The movie begins, in a manner reminiscent of the superior “Enemy of State,” with a scared but speedy black man racing through the streets of D.C. Eventually he’s shot and killed by someone who knows how to shoot and kill, who then shoots a passing, bike-riding, pizza-delivery guy who saw too much. The slovenly, junk-food-eating Cal pursues the story.
Meanwhile a young redhead waits for her train at the D.C. Metro. Is someone following her? Has he pushed her under the train? Yes and yes.
- the redhead is Sonia Baker (Maria Thayer), the chief investigator on the committee run by Rep. Collins, looking into PointCorp.
- she was having an affair with Rep. Collins.
- Rep. Collins and Cal were college roommates.
- Cal was having an affair with Rep. Collins’ wife.
- the death of Sonia, and the black guy/pizza-delivery guy killings, are linked. Horribly, inextricably, idiotically linked.
Reveals keep coming. At the end there’s a final reveal that turns everything on its head.
Know what would make a great reveal? No reveal. Just saying.
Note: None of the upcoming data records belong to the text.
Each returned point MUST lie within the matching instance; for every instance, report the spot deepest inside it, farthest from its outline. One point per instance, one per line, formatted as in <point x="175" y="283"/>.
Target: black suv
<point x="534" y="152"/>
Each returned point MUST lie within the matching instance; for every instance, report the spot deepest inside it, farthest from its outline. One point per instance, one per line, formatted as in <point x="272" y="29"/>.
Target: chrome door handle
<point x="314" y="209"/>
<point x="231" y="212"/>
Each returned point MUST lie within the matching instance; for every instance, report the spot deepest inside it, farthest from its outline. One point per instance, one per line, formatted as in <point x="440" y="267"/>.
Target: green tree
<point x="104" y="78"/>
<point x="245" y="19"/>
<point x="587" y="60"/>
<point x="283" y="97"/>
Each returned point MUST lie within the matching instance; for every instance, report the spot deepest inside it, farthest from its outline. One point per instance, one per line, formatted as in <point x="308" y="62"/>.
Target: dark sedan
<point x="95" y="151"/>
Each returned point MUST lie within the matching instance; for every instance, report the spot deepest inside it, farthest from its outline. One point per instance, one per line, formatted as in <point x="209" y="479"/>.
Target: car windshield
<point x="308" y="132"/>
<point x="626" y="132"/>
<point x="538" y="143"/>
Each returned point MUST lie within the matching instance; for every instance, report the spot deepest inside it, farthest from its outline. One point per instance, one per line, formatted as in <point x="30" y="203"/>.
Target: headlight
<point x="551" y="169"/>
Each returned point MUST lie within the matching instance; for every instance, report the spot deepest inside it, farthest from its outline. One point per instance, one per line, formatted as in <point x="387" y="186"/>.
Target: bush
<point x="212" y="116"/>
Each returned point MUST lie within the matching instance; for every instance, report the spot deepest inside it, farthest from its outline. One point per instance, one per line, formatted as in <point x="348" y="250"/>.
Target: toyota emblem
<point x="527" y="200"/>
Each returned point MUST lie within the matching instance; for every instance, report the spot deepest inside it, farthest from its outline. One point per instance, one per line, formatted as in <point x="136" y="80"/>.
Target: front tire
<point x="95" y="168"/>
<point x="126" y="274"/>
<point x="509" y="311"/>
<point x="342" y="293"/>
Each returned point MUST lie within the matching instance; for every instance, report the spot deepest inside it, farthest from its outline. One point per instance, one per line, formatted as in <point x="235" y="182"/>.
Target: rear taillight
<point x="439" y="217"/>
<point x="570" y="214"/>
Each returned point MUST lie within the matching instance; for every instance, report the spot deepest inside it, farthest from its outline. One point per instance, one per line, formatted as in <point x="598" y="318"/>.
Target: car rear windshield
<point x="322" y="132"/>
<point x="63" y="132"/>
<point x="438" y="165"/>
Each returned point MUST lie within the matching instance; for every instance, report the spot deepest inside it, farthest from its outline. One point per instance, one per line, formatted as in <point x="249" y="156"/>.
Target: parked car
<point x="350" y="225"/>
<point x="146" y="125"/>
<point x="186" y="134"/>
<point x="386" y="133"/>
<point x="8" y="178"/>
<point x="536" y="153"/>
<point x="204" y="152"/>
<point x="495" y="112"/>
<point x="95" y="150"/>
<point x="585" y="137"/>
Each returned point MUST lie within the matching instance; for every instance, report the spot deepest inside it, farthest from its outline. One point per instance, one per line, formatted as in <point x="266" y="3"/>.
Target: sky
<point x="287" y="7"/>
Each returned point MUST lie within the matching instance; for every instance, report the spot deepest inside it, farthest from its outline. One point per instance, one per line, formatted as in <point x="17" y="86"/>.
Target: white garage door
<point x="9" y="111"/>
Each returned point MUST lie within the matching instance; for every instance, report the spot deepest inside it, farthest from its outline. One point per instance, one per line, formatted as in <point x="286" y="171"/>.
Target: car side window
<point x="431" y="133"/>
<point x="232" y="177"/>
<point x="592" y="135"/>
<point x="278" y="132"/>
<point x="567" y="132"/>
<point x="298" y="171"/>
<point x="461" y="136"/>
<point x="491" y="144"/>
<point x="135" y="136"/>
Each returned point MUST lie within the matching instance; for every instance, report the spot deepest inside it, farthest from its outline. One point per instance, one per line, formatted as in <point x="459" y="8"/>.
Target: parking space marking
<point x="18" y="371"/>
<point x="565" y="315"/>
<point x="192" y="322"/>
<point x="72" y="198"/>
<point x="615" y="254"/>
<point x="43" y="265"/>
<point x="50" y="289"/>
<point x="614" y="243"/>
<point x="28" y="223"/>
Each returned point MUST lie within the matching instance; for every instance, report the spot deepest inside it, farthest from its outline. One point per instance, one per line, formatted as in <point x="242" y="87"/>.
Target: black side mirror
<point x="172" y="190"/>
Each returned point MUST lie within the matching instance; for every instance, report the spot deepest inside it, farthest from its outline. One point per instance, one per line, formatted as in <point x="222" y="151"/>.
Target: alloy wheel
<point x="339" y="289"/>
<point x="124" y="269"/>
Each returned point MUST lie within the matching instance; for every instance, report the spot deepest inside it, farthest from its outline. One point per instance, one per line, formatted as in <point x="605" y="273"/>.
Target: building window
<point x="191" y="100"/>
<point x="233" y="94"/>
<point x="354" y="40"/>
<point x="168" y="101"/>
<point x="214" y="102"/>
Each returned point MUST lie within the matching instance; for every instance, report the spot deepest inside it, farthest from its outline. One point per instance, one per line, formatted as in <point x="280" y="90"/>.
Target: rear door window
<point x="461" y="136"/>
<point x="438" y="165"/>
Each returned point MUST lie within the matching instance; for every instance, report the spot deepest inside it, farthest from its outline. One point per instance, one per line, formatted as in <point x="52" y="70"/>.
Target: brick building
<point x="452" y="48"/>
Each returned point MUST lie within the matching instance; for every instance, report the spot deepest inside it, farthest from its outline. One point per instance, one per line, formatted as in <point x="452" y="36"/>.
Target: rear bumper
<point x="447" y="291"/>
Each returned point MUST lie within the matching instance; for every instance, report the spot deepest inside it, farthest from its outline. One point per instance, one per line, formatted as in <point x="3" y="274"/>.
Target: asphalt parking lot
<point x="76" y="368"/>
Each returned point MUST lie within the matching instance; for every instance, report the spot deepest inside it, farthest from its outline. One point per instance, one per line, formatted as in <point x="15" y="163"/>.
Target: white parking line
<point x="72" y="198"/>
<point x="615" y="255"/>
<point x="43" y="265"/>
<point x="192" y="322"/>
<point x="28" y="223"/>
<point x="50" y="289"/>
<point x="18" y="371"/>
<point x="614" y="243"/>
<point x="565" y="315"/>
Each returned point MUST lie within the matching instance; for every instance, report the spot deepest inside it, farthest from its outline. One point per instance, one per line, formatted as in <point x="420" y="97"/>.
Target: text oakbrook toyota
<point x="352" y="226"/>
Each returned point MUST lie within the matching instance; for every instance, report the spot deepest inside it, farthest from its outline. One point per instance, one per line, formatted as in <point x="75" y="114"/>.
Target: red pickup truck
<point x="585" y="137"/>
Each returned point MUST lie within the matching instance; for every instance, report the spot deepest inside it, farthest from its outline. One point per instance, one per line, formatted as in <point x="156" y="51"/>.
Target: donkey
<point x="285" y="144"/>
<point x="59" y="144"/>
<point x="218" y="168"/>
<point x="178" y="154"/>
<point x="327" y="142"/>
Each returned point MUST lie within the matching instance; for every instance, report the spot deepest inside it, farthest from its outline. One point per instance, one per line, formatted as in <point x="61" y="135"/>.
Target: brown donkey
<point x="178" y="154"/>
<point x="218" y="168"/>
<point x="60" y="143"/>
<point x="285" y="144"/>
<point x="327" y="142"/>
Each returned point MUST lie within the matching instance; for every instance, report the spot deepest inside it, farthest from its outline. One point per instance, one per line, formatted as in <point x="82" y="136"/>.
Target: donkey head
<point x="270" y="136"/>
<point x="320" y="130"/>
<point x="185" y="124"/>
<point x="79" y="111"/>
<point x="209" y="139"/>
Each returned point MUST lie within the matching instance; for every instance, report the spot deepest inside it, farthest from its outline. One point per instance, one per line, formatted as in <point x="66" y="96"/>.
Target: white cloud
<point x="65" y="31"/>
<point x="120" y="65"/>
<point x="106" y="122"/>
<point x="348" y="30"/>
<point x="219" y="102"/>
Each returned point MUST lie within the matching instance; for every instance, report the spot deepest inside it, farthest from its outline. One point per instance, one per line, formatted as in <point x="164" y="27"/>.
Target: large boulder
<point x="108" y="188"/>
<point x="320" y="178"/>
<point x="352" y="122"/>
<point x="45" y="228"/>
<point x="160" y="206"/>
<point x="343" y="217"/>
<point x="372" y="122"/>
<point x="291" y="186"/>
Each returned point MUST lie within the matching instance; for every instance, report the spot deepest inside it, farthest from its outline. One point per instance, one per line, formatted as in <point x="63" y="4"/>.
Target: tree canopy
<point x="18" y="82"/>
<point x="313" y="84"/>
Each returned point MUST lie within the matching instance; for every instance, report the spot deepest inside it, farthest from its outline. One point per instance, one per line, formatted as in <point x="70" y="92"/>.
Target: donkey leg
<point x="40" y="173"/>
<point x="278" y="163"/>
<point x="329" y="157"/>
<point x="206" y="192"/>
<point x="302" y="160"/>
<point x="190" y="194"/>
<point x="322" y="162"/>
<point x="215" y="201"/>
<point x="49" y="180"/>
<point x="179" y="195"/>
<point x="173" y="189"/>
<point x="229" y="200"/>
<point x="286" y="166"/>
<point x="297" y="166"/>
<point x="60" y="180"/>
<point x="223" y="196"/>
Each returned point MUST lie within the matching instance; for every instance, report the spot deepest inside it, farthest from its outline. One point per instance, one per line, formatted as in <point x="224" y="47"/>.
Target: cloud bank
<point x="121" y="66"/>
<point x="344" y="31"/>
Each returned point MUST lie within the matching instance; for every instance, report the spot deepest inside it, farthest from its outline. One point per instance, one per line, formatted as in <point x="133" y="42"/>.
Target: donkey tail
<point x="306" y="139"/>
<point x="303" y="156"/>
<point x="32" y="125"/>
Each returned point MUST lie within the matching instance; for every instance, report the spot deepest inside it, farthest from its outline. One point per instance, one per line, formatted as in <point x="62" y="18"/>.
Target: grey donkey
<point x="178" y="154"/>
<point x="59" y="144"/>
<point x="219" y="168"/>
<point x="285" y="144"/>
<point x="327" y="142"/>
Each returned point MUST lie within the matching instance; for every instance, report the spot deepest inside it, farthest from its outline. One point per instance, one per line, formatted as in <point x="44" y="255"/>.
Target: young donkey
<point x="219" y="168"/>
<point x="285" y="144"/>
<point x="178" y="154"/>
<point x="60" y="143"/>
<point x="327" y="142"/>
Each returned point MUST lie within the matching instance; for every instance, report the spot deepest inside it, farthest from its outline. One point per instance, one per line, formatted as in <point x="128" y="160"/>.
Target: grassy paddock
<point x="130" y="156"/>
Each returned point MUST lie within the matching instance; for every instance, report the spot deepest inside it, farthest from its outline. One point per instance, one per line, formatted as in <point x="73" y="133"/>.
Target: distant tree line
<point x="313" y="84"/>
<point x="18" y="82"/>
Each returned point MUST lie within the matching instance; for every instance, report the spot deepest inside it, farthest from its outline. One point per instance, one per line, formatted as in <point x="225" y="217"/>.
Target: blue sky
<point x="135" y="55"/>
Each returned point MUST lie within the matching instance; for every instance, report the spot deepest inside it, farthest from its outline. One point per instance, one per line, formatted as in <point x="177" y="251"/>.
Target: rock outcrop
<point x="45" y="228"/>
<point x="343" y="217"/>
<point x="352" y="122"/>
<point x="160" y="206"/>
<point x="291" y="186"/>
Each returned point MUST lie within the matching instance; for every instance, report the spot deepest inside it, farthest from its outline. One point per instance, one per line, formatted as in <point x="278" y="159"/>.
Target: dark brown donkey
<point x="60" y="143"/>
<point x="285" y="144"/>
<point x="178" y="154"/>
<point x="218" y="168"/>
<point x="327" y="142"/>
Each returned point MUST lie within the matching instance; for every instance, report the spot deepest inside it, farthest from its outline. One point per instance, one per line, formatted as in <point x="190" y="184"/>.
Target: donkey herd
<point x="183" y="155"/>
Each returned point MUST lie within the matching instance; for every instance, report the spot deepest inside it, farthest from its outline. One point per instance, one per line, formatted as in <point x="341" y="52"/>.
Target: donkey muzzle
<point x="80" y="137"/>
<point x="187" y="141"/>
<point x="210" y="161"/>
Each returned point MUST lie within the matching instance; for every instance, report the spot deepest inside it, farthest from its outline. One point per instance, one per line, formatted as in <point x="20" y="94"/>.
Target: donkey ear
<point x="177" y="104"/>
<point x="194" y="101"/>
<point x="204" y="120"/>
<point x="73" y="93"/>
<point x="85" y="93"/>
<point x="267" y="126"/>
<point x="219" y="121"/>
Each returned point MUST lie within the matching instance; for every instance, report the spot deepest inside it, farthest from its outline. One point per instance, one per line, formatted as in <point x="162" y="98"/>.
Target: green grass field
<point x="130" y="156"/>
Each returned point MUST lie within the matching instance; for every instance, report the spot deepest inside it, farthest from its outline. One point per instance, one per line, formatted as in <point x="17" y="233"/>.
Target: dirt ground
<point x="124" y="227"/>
The movie is based upon a BBC miniseries and feels exactly like a soapy miniseries crammed into two-plus hours. New technologies are mentioned but they don’t alter the investigation the way that, say, cellphones altered (read: jumpstarted) the chase in “Casino Royale.” Here, they’re simply grafted onto old technologies. We get a montage, for example, of Della, now working with Cal, and getting doors slammed in her face. It’s supposed to represent her progress from blogger to reporter — she’s getting the Woodward and Bernstein treatment! — but the door-slamming doesn’t feel tied to anything important. Every meeting between reporter and source in this thing is face-to-face. Because it’s more “dramatic” that way? Look, if you’re going to steal from “All the President’s Men,” why not have Della work the phones the way that Bob Woodward (Robert Redford) worked the phones? That was plenty dramatic. Then ask yourself this. Can you update it? Can you quicken it? Can you tie it to something important?
I like the location shooting. I like Cal’s visit to Ben’s Chili Bowl, a D.C. landmark, and the handmade sign of the people who can eat there for free: “Bill Cosby...and nobody else.” Crowe, as always, is good, but nobody else is given anything. All the female roles are thankless, while Affleck, so perfectly sad as George Reeves in “Hollywoodland,” feels stiff and unresponsive again, while his Philadelphia accent should give some slight redemption to Kevin Costner’s British accent in “Robin Hood.”
Near the end, in one of the film’s many lurches toward relevance, Globe publisher Lynne suddenly shouts to her reporters, “The real story is the sinking of this blood newspaper!”
Too bad the filmmakers didn’t listen to her.